Mahler compôs o primeiro movimento
desta sinfonia em 1888, como poema sinfônico à parte, chamado Totenfeier, celebração funeral. Em 1897, a
obra completa teve sua primeira edição impressa pela Hoffmeister. A
orquestração é tão monumental quanto a obra: 4 flautas, 4 oboés, 4 clarinetas,
4 fagotes, 1 contrafagote, 10 trompas, 10 trompetes, 4 trombones, sete
percussionistas, sendo dois deles timpanistas, com um enorme arsenal de
teclados e instrumental miscelâneo, mais tuba, conjunto offstage (atrás do palco), órgão, vozes soprano, contralto e enorme
coro misto, 2 harpas, cordas em grande número, com primeiros e segundos
violinos, violas, violoncelos e contrabaixos, alguns com uma 5ª corda grave. Ou
seja, um palco cravejado de músicos.
Em 1986, com tudo isso na
cabeça, Gilbert Kaplan veio ao Brasil, onde regeria nossa orquestra, a Osesp, à
época comandada pelo grande Eleazar de Carvalho, em concerto do Teatro Sérgio
Cardoso, sede temporária do conjunto. Trouxe consigo uma equipe enorme, e para
tanto reservou um andar inteiro de um hotel de luxo em São Paulo para
acomodá-la, sem falar em restaurantes finíssimos e aluguel de vans de primeira.
Veio também com sua equipe de filmagens e equipamentos, coisa para ninguém
botar defeito.
A apresentação foi um sucesso,
embora Kaplan não pudesse responder a perguntas básicas dos músicos. No
intervalo do primeiro ensaio, alguns de nós, eu entre eles, subimos ao pódio para ver, na
partitura, que diabos Kaplan lia. Surpresa: vários stick-ons, aqueles papeizinhos autocolantes, na partitura dele, diziam:
“entrada à direita, violoncelos”, em azul; “entrada à esquerda, violinos”, em
verde, e por aí vai. Ninguém do meu tempo de Osesp se esquece desse concerto,
especialmente os colegas com quem ainda mantenho contato, como o Edmilson Nery,
clarinetista, e Ozéas Arantes, trompista, Jed Barahal, violoncelista, Beth Del Grande, percussionista, Joel Gisiger, oboé, José Ananias e Rogério Wolf, flautas, entre tantos outros.

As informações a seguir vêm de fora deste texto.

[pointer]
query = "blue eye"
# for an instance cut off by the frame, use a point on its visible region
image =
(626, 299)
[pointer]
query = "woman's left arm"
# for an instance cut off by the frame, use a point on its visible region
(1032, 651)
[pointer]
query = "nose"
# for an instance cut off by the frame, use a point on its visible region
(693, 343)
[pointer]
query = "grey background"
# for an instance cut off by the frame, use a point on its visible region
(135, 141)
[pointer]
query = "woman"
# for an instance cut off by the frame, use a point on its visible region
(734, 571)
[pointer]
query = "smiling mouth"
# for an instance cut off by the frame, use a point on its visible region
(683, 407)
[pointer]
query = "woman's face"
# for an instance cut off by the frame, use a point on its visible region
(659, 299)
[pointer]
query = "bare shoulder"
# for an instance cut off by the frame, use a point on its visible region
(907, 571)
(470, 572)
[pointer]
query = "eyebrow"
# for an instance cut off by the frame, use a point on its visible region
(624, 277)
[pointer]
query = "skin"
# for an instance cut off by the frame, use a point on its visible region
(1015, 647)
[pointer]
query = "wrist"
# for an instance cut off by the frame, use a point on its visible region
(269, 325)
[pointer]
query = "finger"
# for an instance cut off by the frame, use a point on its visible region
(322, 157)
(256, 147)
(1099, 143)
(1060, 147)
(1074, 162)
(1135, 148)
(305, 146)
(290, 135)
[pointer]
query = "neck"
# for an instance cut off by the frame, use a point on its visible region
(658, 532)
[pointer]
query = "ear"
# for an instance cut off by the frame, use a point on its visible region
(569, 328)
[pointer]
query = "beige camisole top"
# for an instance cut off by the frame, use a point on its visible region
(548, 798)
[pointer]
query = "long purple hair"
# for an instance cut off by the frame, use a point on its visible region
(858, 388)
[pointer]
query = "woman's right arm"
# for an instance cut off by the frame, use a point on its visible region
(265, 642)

Foi uma bela experiência, a despeito de Kaplan não ser, exatamente, um maestro, mas provou que para se tornar um regente é preciso antes de tudo conhecer profundamente
a música que se deve reger, entender sua história, ter o controle da batuta,
mais do que se aprofundar em erudições acadêmicas. Estudo, claro, é indispensável,
mas sem música antes, nada feito. Dedico este texto a essa figura, que faleceu há
pouco mais de um mês, dia primeiro passado, pouco antes de completar 75 anos. Deixa
um exemplo de obsessão e paixão musical que pode mover montanhas.